In the discovery and iteration phase, we challenged ourselves to think outside of the initial "build an NPS tool" ask and the requirements that were given. If we started to think about all the ways our team could benefit from this tool, we really needed to understand our users needs (our team) better. With that, we set up stakeholder interviews to understand all the ways they obtain feedback from clients today and gather other metrics they would like measured alongside a basic NPS score. Beyond those requirements, we found opportunities.

Naturally, we came to a few overarching themes to help drive our concepting:

Discoverability
Observation: Most communication and awareness of the team is either through word of mouth or connections.

Insight: The lack of a proper front door to IDfCS meant we couldn’t scale awareness beyond the number of people we can individually talk to.

Productive Use
Observation: We found after talking to people, that we were all using different tools to do the same job. What if we had one tool to rule them all?

Insight: We had too many redundant tools that don’t talk to each other.

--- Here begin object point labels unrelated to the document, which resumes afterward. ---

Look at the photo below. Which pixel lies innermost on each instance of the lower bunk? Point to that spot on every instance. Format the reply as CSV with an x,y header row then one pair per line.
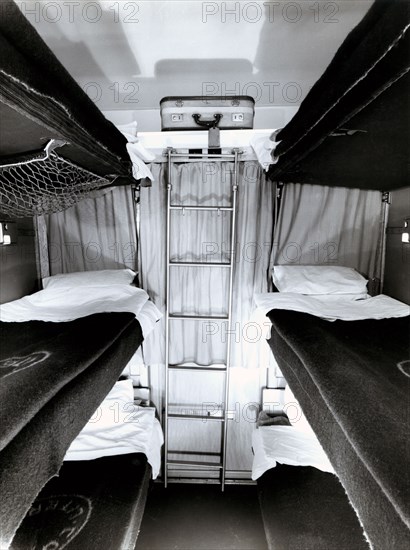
x,y
303,504
62,351
91,505
306,509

What gets measured gets made
Observation: The impression of our clients were tracked during an engagement in various ways, leaving it difficult to act upon.

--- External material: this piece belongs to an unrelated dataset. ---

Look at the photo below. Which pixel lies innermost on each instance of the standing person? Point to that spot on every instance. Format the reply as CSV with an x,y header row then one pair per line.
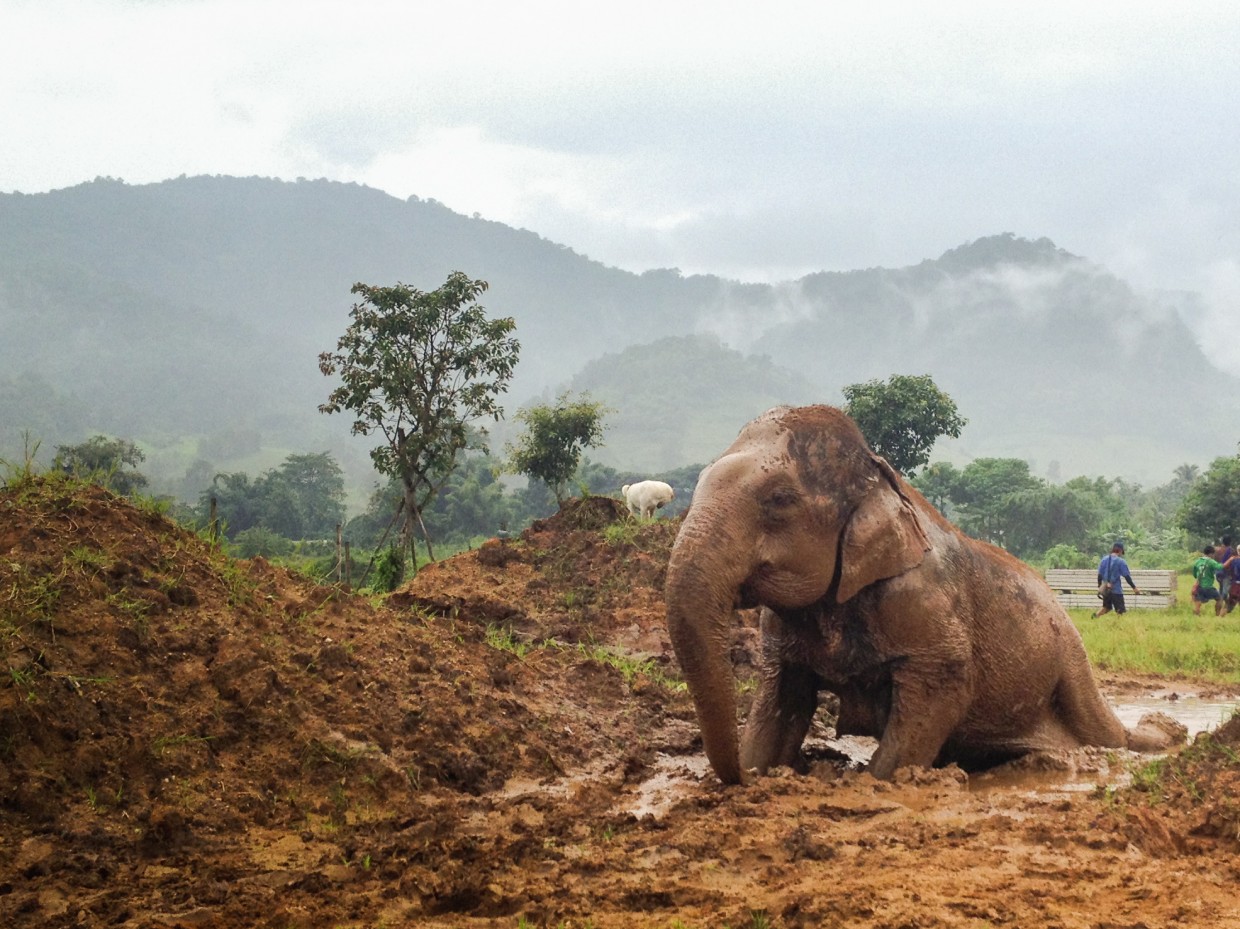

Insight: We were only tracking one type of feedback on one type of engagement leading to limited insights. 


iterations

This led us into big ideas and concept design, where we pushed to think about the pain points and potential opportunities we had to enhance our teams' before and after workshop measurement experience. Throughout brainstorming, we kept the main opportunity in the back of our minds to be able to explore ideas to solve this problem:  

Understand and manage our end to end client experience via a centralized productive use environment.

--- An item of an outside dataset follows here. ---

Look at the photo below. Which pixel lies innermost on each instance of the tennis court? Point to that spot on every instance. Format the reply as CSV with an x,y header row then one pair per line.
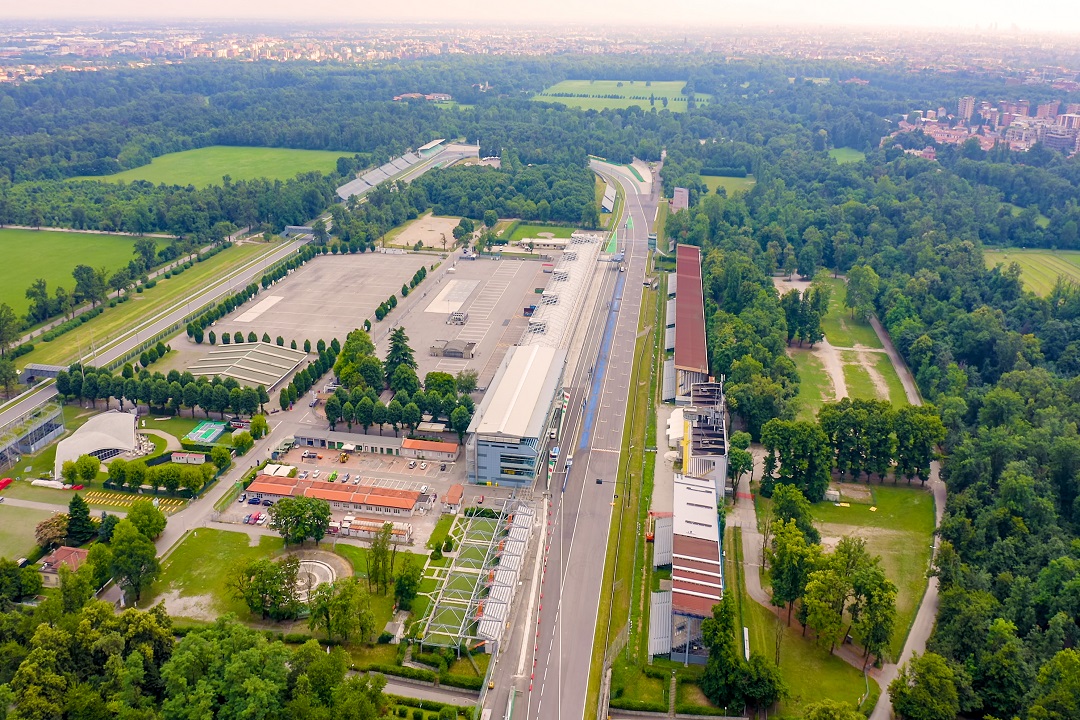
x,y
207,431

We ended with a Control Room concept that enables our team to more collaborative and transparent. We learned its not an easy task to get the full team aligned around a workshop in one tool. This design allows the decision maker to bring everyone into a room to look at the big picture and make strategic decisions about next steps together. And so the “NPS Portal” was born.


Build

Because of the quick turnaround and for consistency we decided to utilize work, Carbon Design System, our colleagues in IBM Design created to accelerate building experiences. The FEDs on our team were able to set up the development environment, accurately define NPS calculations, and build out a functioning portal application our team is using currently. 

*dummy data in screens


Final Designs

outcomes

New IdFCS Team Branding & Identity
The visual and UX team spent time exploring our brand digitally and designing interaction patterns that served for both this application and material with clients for workshops. Above showcases the direction that was revised and implemented.

Sponsor User Program
The research team was able to draft a sponsor user plan as a way for us to gain feedback and insight until the end of the year as the team continued to engage with clients for constant iteration and learnings.

Internal Workshop Library
The app was used to plan, organize, and track NPS scores and general engagements the team conducted. That data was shared with leadership to obtain more budget and a growing team.